1. Finalise your accounts

  • Examine and approve your bills, invoices and expense claims.
  • Check overdue accounts and outstanding transactions for an overview of the year’s total.
  • Examine debtors at the time of 31 March and consider writing off any bad debts in order to make them an expense at the end of the year.
  • List suppliers or clients who’ve been invoiced on or before 31 March or before, but who won’t be invoiced until April. You might want to consider treating these costs as expenses for 2020-21.

2. Make sure you reconcile and clean up your files

  • Incorporate bank statement statements and tax year-end statements, records, plus sales, expenses, and purchase records.
  • Check your bank accounts to ensure they are reconciled and make sure they are in balance with the amounts from your bank statements.
  • Make a profit and loss statement in order to determine how much profits your company made annually.

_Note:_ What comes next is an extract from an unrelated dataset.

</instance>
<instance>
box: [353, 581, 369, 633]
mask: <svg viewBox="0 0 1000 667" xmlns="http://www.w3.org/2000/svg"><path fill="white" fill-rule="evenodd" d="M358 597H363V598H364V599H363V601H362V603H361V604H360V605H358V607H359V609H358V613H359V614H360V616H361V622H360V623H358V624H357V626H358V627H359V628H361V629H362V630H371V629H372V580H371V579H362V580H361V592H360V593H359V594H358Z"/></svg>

3. Re-read the information you receive from your payroll company and Inland Revenue

  • Assess information that you have collected during EOFY to determine the financial condition of your company.
  • Request your payroll provider to provide EOFY data in the earliest time possible so that it can be reviewed.
  • Access Inland Revenue records, including PAYE tax obligations, as well as KiwiSaver obligations for employees.

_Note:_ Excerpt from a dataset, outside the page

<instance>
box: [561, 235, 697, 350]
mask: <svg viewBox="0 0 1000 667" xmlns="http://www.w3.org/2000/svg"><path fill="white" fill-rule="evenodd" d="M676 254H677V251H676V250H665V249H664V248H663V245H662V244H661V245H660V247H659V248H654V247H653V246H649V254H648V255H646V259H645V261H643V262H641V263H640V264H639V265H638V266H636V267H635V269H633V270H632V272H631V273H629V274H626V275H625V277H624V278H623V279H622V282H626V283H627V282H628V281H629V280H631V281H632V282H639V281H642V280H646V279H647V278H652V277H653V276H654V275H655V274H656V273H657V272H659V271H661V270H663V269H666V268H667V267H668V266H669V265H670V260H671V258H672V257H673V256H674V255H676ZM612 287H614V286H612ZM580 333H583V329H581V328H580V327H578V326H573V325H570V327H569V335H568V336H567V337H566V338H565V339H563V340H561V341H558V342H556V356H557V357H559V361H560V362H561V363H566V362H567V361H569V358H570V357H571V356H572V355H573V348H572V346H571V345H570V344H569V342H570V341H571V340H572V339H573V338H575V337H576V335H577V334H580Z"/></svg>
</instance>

4. Manage your superannuation

  • Update your employer superannuation contribution tax (ESCT) rates*, with rates varying for each employee based on their earnings and length of employment.
  • File electronically, as mandated, if your business pays at least $50,000 in ESCT tax and PAYE tax.

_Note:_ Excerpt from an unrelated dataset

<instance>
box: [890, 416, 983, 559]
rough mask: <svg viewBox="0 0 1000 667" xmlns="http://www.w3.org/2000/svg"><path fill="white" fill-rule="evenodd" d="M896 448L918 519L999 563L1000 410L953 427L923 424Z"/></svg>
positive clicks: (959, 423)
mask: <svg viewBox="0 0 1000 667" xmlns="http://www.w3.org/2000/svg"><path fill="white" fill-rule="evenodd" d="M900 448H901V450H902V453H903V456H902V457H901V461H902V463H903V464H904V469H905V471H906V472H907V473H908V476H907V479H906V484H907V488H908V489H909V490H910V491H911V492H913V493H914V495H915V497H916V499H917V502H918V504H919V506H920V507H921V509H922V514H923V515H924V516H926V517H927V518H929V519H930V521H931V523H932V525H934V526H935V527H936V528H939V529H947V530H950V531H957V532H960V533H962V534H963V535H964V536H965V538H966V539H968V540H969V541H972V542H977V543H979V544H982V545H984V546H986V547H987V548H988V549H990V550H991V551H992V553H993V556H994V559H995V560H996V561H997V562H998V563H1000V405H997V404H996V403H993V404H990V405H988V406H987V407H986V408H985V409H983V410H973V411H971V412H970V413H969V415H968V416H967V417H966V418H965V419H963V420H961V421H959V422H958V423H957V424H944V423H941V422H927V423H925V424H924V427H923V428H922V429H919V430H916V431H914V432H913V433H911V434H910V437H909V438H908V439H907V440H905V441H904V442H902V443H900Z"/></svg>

*For KiwiSaver, businesses need to pay ESCT for compulsory employers’ contributions of 3 percent, but not on contributions taken out of employee wages.

5. Maximise your tax refunds

  • Log expenses and asset purchases in the course of the year, and spending on repairs or maintenance to claim any refunds from EOFY.
  • Think about disposing of stock that is no longer needed, as provisions for obsolete stock or stock write-downs are not typically tax-deductible.
  • You should consider making your payments within 63 days after 31 March to obtain a deduction for employee-related expenses like bonuses, holiday pay, and long-service leaves.
  • If your earnings are significantly higher than what you earned last year, think about making an additional tax provisional payment to ensure that your tax payment is aligned with your earnings.

6. Maintain personal and financial finances distinct

It is not common to get tax deductions for personal expenses; you only get deductions for business expenses. You could be racking up unnecessary compliance costs if your accountant has to separate what’s tax-deductible and the rest of it.

Certain tax deadlines for 2021 are crucial.

  • 9 February 2021 - 2020 income tax due for those who don’t have a tax agent.
  • 1 March 2021 - GST return and due by January for companies that file every two months.
  • 30 March 2021 Tax year 2020 return due for tax professionals (with an extension valid for the deadline).
  • 1 April 2021 the start of the new financial year starts in New Zealand.
  • 7 May 2021 Final provisional tax instalment due for 2020’s fiscal year and last chance to make provisional tax payments.
  • 7 May 2021 Tax return for the year’s end and due payment.

Notice: Some dates may differ from the date, for example, if a due date falls on a weekend or public holiday.